Well I will try to migrate to using the non-deprecated DOM if we have no other
choice.
At the moment time constraints are quite tight.
In light of that I am looking at a stop-gap solution. Looking at the
constructor for DOMString(const char *)
I see that it puts the char * thru a transcoder itself
if (!uniConverter->transcode(srcString, strData, srcLen) ||
(XMLString::stringLen(strData) != srcLen))
I added some debug statements to the DOMString() method and a println() at the
bottom of the method, here's the result.
[----DOMString::DOMString(const char *srcString)----]
srcString == 110,Brzeźna---Brzeźna
calling print() 110,Brzeźna---Brzeź
So the loss of those two chars (which are NOT UTF-8 chars, we lose 1 char at
the end of the line per UTF8 character in the string?!)
does indeed happen inside this constructor.
Given that I am using the deprecated DOM and thus DOMString everywhere is there
any hope of a stopgap measure
or do I have to bite the transition-bullet now.
Thanks in advance for your help,
/Matt.
-----Original Message-----
From: David Bertoni [mailto:[EMAIL PROTECTED]

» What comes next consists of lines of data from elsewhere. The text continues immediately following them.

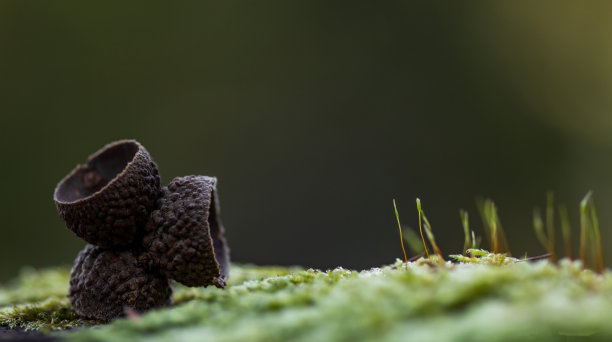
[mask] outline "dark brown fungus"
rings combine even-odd
[[[72,267],[68,297],[78,315],[108,321],[172,304],[172,288],[166,277],[141,267],[132,251],[87,245]]]
[[[104,146],[55,188],[66,225],[100,247],[125,246],[139,236],[160,191],[157,165],[135,140]]]
[[[177,177],[164,187],[145,227],[143,262],[187,286],[225,287],[229,249],[217,179]]]

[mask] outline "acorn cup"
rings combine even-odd
[[[229,248],[216,185],[214,177],[185,176],[162,189],[145,227],[144,264],[187,286],[225,287]]]
[[[108,321],[172,304],[171,279],[225,287],[229,249],[217,179],[186,176],[160,187],[157,165],[135,140],[106,145],[62,179],[60,217],[89,242],[70,274],[70,306]]]
[[[78,237],[100,247],[126,246],[141,229],[160,192],[157,165],[136,140],[91,155],[54,192],[60,217]]]
[[[109,321],[126,310],[171,305],[172,287],[166,277],[140,266],[131,250],[87,245],[72,267],[68,298],[79,316]]]

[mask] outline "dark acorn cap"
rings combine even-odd
[[[187,286],[225,287],[229,249],[219,216],[217,179],[177,177],[162,189],[145,227],[149,267]]]
[[[87,245],[77,256],[68,293],[79,316],[108,321],[126,310],[146,310],[172,304],[170,281],[138,264],[130,250]]]
[[[104,146],[55,188],[61,218],[78,237],[100,247],[132,243],[160,191],[157,165],[135,140]]]

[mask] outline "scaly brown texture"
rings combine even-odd
[[[225,287],[229,249],[216,184],[214,177],[185,176],[162,189],[145,227],[149,267],[187,286]]]
[[[172,288],[166,277],[141,267],[133,251],[87,245],[72,267],[68,297],[79,316],[108,321],[126,310],[172,304]]]
[[[121,140],[62,179],[54,200],[78,237],[100,247],[126,246],[140,235],[159,191],[153,158],[137,141]]]

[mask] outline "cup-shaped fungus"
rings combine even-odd
[[[106,145],[55,188],[61,218],[78,237],[100,247],[134,242],[160,191],[157,165],[135,140]]]
[[[126,310],[172,304],[172,287],[166,277],[141,267],[131,250],[87,245],[72,267],[68,297],[79,316],[108,321]]]
[[[216,185],[214,177],[185,176],[162,188],[143,239],[149,267],[187,286],[225,287],[229,249]]]
[[[157,165],[135,140],[106,145],[62,179],[61,218],[90,243],[70,274],[71,308],[108,321],[172,303],[170,279],[225,287],[229,249],[217,179],[186,176],[160,187]]]

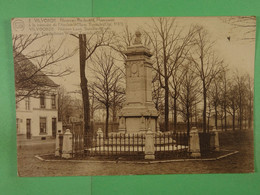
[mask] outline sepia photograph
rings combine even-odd
[[[255,16],[11,26],[18,176],[254,172]]]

Sent: Wednesday, 10 September 2008 5:29 AM
To: [email protected]
Subject: Re: Losing UTF-8 characters at the end of a string
Matthew Boulter wrote:
> Hi all, I just wanted some guidance of where to expend my investigation effort
> into this topic.
>
> I have a MySQL database that contains names of some Polish tram stops that I
> am
> extracting and encoding as WBXML for transmission.
>
> Now I find when I get them from the database all is good until I get to the
> part where
> I'm at our DomToWbxml task.
>
> I find if the string has a Polish character it loses a character from the end
> of the string,
> if there are two it loses two and so on.
>
> I read Xerces is UTF-16? If so am I losing something (other than my mind)
> going back to UTF-8 ?
>
> Any help is greatly appreciated.
This is probably the number one problem people experience when using
Xerces-C.
Please read the documentation carefully, as the transcoding API you're
using is _not_ transcoding to UTF-8. Rather, it is transcoding to the
local code page, so the disappearing characters are probably not
representable in the local code page. Instead of using
DOM_String::transcode(), you need to create a UTF-8 transcoder and use that.
Also, you're using the deprecated DOM, which will disappear in Xerces-C
3.0. I would suggest you update your code to use the new DOM.
For more information, please search the mailing list archives for
"transcoding." Here's a good place to start:
http://marc.info/?l=xerces-c-users&m=119514889329902&w=2
Dave